Regulation of extrahepatic apolipoprotein serum amyloid a (ApoSAA) gene expression by interleukin-1 alpha alone: Synthesis and secretion of ApoSAA by cultured aortic smooth muscle cells

Serum amyloid A apolipoproteins (apoSAA) appear to compromise the ability of high density lipoprotein to protect against atherosclerosis and it is of interest to determine whether aortic smooth muscle cells can contribute to local pools of apoSAA in the presence of cytokines that are known to stimulate acute phase apoSAA (A-apoSAA) synthesis in the liver, In this study, the regulation of A-apoSAA synthesis was monitored in cultured neonatal rabbit aortic smooth muscle cells, Constitutive apoSAA(3) gene expression was minimal, and only detectable by amplification of the mRNA by reverse transcriptase-polymerase chain reaction.
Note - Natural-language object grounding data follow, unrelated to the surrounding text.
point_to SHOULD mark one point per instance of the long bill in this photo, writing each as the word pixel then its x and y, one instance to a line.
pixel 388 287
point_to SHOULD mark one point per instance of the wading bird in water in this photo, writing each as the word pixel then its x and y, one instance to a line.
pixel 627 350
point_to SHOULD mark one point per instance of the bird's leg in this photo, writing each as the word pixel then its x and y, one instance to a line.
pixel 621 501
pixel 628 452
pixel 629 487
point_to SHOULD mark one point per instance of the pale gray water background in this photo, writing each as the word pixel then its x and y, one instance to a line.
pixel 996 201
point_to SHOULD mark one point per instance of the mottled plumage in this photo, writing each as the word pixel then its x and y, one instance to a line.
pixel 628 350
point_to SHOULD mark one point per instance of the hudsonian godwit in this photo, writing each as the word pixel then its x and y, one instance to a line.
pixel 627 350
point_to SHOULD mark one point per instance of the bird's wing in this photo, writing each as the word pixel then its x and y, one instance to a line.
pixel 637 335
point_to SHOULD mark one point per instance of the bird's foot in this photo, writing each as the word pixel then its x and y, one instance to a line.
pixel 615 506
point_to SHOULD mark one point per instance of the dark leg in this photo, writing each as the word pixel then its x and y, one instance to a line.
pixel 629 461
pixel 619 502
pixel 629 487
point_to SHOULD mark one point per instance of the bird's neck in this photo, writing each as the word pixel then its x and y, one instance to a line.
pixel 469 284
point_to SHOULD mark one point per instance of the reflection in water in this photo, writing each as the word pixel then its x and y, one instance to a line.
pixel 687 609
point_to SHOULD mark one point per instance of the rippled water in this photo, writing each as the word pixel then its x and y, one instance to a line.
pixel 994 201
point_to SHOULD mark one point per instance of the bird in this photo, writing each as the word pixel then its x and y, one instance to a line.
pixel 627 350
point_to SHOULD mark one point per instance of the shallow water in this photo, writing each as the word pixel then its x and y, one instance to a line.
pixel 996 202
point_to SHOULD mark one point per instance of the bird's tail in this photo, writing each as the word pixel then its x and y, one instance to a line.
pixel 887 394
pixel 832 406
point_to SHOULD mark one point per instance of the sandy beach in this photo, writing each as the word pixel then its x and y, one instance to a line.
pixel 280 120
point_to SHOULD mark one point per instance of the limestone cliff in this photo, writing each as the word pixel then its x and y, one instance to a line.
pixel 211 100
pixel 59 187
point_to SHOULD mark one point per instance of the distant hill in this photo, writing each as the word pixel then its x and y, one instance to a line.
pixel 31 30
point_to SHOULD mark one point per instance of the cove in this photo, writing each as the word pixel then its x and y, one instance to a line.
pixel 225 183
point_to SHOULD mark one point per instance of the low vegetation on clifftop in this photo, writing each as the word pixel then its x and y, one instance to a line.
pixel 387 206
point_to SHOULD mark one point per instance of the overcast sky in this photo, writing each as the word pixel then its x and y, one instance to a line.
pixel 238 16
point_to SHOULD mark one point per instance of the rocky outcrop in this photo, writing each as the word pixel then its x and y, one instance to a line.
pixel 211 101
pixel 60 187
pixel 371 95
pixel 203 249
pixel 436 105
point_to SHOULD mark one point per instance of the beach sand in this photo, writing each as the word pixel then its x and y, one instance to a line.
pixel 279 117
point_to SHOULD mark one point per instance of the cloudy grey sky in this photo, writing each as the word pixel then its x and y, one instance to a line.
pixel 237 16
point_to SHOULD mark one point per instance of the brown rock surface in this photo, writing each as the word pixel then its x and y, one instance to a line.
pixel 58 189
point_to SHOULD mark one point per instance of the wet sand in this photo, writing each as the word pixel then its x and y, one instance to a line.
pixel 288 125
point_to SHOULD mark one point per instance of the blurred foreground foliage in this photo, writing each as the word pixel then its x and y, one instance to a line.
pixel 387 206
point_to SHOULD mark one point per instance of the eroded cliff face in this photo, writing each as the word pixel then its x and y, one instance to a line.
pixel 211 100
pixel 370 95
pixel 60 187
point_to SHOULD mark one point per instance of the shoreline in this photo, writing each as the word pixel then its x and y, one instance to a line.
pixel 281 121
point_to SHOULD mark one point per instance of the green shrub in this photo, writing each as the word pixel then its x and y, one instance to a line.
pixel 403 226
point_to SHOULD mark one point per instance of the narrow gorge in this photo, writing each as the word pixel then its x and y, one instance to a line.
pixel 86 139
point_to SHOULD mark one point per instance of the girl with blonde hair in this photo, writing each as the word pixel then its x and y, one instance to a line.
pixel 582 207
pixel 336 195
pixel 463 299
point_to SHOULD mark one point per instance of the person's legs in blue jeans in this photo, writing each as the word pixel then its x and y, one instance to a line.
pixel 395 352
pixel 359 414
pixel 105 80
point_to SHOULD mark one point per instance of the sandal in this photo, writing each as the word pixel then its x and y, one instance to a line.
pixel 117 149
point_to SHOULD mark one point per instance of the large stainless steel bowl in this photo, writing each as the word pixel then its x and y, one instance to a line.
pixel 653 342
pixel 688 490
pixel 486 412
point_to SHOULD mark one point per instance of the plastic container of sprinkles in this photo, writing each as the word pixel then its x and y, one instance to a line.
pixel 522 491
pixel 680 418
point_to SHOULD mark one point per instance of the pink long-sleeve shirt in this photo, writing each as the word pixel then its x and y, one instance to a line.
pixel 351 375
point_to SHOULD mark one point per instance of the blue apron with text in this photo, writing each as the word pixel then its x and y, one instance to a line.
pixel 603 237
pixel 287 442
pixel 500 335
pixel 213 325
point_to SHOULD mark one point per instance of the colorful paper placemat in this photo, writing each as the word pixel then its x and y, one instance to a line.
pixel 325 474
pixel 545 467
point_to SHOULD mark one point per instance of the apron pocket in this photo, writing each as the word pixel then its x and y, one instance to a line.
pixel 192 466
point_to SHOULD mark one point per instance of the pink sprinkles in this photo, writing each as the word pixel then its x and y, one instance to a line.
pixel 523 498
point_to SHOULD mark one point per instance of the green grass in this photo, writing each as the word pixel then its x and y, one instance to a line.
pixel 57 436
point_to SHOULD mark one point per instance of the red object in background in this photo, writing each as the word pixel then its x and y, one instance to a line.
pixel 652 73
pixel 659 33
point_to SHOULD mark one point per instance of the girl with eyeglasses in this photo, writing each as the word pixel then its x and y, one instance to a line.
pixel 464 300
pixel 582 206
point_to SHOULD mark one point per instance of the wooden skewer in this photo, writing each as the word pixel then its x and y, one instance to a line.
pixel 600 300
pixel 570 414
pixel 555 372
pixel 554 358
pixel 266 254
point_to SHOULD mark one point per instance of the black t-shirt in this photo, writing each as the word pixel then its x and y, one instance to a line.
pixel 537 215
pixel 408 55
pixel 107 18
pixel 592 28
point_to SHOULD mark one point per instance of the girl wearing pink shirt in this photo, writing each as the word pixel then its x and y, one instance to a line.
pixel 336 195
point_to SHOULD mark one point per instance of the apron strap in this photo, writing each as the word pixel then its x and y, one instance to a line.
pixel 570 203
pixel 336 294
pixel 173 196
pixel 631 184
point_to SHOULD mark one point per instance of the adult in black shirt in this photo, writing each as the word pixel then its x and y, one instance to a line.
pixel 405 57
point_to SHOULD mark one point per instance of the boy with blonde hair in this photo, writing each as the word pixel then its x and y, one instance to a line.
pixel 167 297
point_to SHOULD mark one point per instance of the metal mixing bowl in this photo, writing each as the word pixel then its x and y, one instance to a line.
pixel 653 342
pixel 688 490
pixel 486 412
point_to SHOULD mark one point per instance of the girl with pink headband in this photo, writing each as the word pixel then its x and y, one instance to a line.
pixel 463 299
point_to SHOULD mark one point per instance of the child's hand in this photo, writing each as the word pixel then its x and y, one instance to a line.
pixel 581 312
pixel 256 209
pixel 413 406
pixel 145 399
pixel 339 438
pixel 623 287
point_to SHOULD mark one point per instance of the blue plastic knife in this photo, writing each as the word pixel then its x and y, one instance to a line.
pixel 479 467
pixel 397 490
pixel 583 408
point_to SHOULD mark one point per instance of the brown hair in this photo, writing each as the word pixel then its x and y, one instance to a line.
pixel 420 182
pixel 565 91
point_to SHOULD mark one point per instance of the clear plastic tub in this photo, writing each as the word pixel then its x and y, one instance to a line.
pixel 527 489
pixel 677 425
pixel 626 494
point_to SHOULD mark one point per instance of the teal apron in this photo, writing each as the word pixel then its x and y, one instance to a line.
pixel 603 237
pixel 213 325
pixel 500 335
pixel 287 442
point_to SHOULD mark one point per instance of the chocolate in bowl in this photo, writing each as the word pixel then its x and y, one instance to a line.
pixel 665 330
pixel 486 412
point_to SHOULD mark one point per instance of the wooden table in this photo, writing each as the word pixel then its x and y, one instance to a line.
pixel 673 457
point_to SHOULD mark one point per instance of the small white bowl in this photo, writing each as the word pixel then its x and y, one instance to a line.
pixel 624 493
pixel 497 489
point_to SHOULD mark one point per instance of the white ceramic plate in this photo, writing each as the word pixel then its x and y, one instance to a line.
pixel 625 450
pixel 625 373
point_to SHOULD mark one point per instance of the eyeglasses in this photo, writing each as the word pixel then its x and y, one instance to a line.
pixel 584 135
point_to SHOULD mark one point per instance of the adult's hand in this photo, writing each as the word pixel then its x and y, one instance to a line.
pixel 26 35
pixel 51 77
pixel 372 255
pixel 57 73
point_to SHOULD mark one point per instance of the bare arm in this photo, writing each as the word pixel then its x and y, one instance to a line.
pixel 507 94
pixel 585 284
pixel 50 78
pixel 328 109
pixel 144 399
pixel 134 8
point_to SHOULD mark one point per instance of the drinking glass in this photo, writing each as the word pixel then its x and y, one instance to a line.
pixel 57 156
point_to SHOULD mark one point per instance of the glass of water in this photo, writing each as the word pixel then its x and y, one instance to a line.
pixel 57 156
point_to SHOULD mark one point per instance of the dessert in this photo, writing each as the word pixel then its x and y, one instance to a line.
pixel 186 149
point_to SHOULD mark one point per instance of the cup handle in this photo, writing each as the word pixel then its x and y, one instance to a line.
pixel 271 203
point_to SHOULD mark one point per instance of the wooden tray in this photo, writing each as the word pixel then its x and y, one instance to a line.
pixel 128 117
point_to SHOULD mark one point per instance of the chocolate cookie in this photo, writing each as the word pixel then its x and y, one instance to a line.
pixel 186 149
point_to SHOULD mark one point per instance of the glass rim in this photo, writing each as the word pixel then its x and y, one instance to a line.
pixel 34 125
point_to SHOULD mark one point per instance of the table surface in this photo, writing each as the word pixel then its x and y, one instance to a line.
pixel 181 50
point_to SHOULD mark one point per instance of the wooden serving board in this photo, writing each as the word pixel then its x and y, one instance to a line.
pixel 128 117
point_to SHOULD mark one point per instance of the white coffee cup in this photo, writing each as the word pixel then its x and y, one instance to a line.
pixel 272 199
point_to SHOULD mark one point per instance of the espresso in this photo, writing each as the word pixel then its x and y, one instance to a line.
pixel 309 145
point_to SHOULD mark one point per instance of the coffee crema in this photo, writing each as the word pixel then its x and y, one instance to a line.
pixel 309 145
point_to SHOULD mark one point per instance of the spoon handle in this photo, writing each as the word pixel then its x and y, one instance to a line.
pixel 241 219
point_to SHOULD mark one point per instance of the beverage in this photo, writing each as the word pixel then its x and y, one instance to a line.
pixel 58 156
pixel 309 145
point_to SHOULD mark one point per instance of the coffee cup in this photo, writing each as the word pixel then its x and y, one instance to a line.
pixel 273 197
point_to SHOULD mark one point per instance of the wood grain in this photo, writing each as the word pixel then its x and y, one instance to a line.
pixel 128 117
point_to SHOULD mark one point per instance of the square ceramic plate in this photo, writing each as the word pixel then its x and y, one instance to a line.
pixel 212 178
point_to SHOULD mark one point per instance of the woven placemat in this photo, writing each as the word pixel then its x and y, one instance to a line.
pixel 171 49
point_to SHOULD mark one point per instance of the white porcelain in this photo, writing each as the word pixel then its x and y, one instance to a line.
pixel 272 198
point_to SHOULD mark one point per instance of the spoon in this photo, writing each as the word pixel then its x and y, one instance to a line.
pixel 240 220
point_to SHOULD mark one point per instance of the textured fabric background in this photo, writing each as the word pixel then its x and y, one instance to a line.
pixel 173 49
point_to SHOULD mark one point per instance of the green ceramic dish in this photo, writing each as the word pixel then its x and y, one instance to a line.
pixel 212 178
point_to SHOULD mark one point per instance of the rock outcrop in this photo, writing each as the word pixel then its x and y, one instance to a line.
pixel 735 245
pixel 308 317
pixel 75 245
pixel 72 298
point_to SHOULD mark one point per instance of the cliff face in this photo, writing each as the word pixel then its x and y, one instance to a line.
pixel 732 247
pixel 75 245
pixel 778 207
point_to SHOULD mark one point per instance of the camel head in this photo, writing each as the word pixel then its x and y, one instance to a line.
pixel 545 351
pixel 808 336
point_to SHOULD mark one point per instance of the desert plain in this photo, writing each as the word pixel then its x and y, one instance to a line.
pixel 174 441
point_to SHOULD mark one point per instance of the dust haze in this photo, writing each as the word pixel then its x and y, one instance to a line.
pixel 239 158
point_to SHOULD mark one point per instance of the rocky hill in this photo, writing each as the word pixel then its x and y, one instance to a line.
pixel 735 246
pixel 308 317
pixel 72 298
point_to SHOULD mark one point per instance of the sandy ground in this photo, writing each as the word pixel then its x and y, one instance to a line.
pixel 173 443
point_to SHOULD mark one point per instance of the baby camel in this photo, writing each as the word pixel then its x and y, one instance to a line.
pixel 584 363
ApoSAA(3) gene expression and protein synthesis were stimulated by IL-1 alpha: as little as 0.01 ng/ml of IL-1 alpha stimulated an increase in steady state levels of apoSAA(3) mRNA. Interestingly, IL-6 (which is required in addition to IL-1 alpha for the optimal synthesis of A-apoSAA by human hepatoma cells) had little if any effect on apoSAA(3) synthesis by the smooth muscle cells. In a time course, it was shown that the stimulation of apoSAA(3) mRNA levels was apparent by 1-2h after the addition of cytokine, and that levels remained elevated in the presence of the cytokine for at least 48h. Immunoprecipitation using an antiserum directed against apoSAA(3) revealed that IL-1 alpha stimulated the synthesis and secretion of apoSAA3 protein in a manner that was consistent with apoSAA(3) mRNA expression, The implications of these findings in atherogenesis are discussed.